# HCG for male fertility



## NuklearFusion (Feb 7, 2011)

Ok, so certain AAS' (and length of use) can obviously cause infertility at some level. I have read everything I can on the use of HCG for male fertility and wanted to ask if anyone noticed an effect from HCG. My doc is going to start me on a PCT of Clomid and HCG real soon and just wanted feedback on how effective it is. I read some stats saying the HCG is less than 1/3 as effective on men as it is on women. Am I wasting my coin?

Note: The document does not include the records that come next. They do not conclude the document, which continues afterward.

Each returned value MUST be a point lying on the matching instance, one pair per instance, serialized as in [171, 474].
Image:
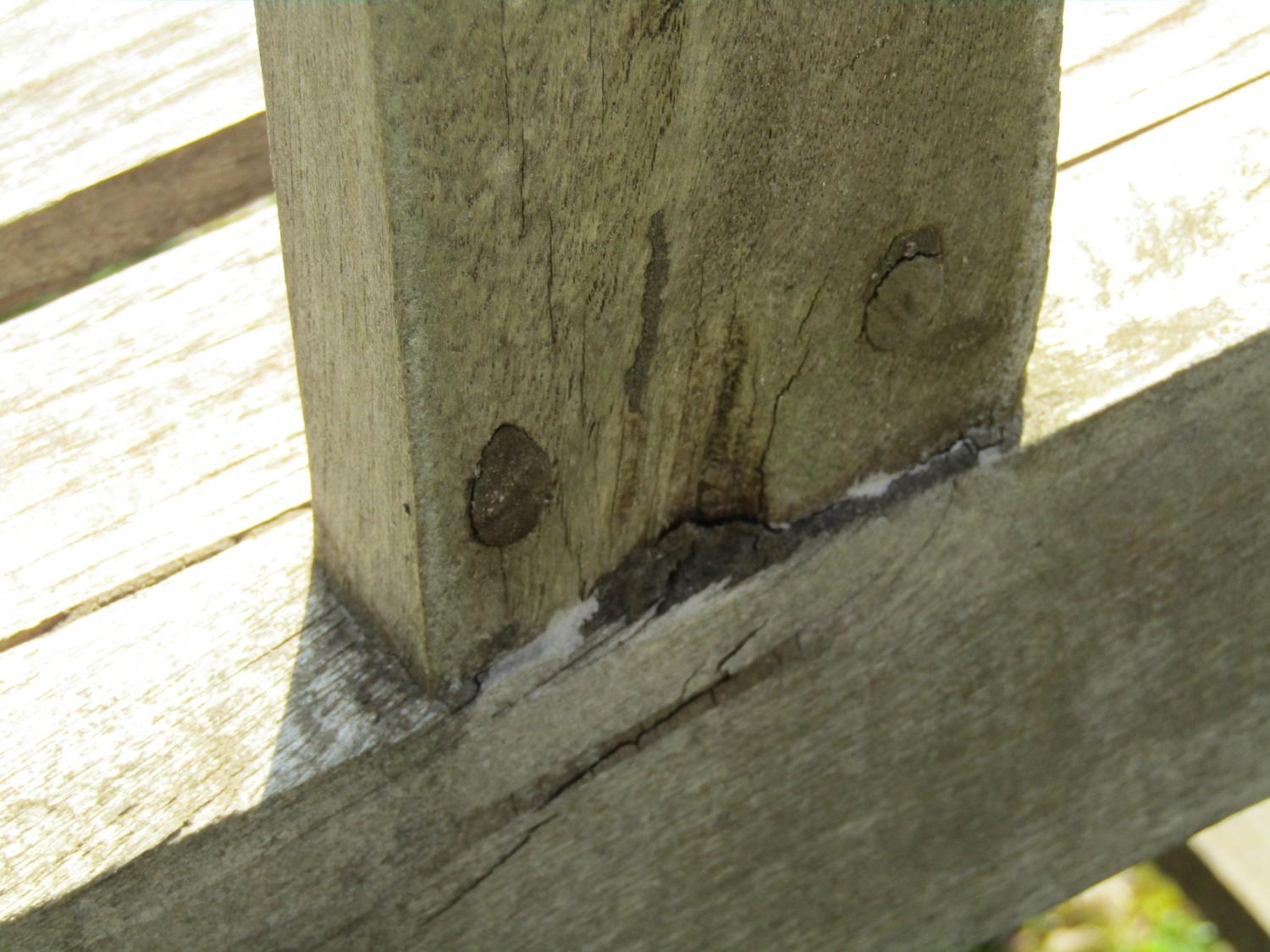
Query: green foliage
[1140, 911]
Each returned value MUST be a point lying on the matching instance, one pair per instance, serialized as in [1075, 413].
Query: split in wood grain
[130, 215]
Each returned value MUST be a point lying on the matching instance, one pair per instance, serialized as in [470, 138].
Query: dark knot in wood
[511, 489]
[907, 296]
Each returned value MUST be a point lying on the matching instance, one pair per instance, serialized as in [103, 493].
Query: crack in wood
[657, 274]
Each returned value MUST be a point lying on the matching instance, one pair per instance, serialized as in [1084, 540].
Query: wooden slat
[1153, 264]
[131, 213]
[1129, 63]
[147, 419]
[908, 707]
[1066, 386]
[91, 91]
[207, 692]
[1226, 872]
[94, 91]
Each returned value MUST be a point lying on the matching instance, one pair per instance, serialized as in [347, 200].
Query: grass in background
[1138, 911]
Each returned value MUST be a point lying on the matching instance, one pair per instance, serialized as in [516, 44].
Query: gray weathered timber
[869, 746]
[266, 647]
[713, 261]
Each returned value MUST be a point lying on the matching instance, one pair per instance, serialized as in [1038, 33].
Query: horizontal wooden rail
[1069, 639]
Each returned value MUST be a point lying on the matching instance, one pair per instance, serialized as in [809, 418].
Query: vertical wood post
[564, 274]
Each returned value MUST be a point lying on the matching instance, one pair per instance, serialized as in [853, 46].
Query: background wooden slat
[182, 705]
[1128, 63]
[131, 213]
[93, 91]
[1096, 344]
[883, 700]
[1226, 872]
[147, 418]
[1155, 263]
[101, 91]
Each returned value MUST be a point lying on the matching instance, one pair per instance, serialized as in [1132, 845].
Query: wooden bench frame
[901, 698]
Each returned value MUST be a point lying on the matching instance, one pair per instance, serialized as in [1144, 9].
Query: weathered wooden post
[564, 274]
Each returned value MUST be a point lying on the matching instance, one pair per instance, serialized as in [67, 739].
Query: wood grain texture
[1128, 65]
[1155, 264]
[147, 419]
[91, 91]
[1094, 231]
[906, 708]
[131, 213]
[185, 703]
[652, 238]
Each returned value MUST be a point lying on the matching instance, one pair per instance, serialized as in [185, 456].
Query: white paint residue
[561, 637]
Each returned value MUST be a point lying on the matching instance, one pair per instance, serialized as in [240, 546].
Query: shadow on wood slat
[61, 245]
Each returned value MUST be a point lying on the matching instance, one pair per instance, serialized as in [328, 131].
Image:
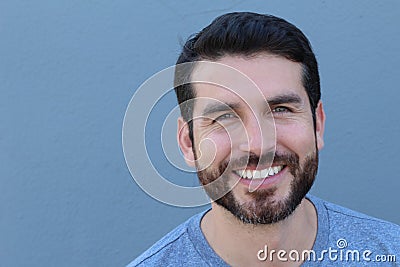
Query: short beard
[263, 209]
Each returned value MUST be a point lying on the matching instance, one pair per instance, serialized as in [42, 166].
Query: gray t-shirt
[344, 238]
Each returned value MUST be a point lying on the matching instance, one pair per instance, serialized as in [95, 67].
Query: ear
[320, 125]
[184, 142]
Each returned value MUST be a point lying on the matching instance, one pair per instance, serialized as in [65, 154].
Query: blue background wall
[68, 70]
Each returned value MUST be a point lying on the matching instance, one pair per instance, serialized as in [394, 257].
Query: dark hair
[245, 33]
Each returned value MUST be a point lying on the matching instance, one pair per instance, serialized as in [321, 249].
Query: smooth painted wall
[69, 68]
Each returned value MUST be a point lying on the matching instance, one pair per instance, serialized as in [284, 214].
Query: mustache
[268, 158]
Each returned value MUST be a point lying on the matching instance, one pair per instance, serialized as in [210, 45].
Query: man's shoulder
[173, 247]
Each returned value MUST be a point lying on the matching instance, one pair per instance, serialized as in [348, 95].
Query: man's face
[257, 143]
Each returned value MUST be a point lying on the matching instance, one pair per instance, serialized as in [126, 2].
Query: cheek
[213, 148]
[297, 138]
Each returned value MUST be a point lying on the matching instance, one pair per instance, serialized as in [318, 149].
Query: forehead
[250, 79]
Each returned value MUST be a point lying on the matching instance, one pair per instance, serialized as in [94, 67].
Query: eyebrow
[219, 107]
[290, 98]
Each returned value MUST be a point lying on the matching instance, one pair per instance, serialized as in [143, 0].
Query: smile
[259, 174]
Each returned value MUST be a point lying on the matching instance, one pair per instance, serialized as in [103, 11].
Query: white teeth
[271, 172]
[264, 173]
[259, 174]
[249, 174]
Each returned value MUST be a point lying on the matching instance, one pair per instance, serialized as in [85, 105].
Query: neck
[239, 244]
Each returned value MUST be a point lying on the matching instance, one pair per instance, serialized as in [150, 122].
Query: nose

Btw, no Nolva as I am running Deca now. That would be very bad.


----------



## Mr.BIG (Feb 7, 2011)

HCG is the bomb, I was on THT for 2 years without anything else, noticed the shrinkage and then ordered HCG, I had the shrinkage for about a year, after just a couple doses of HCG they was back to normal with a lot more load if you get my drift


----------



## NuklearFusion (Feb 7, 2011)

I know I should have gotten the HCG during cycle, but there is only so much you can get with TRT. What kind of doses did you do that your balls dropped after the second dose? Was it weekly? Over 1000ui?


----------



## LiquidMetal77 (Feb 7, 2011)

Yep - I'm on TRT and use 250iu 3 x week.  Loads are bigger and got my wife pregnant very quickly.


----------



## Mr.BIG (Feb 7, 2011)

NuklearFusion said:


> I know I should have gotten the HCG during cycle, but there is only so much you can get with TRT. What kind of doses did you do that your balls dropped after the second dose? Was it weekly? Over 1000ui?


 
I do 500ui x 2 a week total of 1000iu's, results where immediate, couldn't believe it!


----------



## NuklearFusion (Feb 9, 2011)

Just got my script in from the doc for remainder of cycle and pct. What is the purpose of bacteriostatic water?


----------



## AmM (Feb 10, 2011)

NuklearFusion said:


> Just got my script in from the doc for remainder of cycle and pct. What is the purpose of bacteriostatic water?



To reconstitute the HCG.


----------



## NuklearFusion (Feb 10, 2011)

Thanks AmM. This is a bit different than pinning AAS, that is for sure.


----------



## OTG85 (Feb 10, 2011)

Whats the hcg method for off cycle?I know you have to run nolva after but how many Iu's per week get your boys back?Clomid and nolva didn't do it.


----------



## NuklearFusion (Feb 13, 2011)

My doc has me running my HCG 2 weeks after my last test inject using 11k ui for ten days plus clomid. Running 5k ui now everyday. Reconstitued using 5ml of water and 25 clicks subq a day. Helps also using arimidex while on cycle. No nolva for me though considering the deca.


----------



## NuklearFusion (Feb 13, 2011)

NuklearFusion said:


> My doc has me running my HCG 2 weeks after my last test inject using 11k ui for ten days plus clomid. Running 5k ui now everyday. Reconstitued using 5ml of water and 25 clicks subq a day. Helps also using arimidex while on cycle. No nolva for me though considering the deca.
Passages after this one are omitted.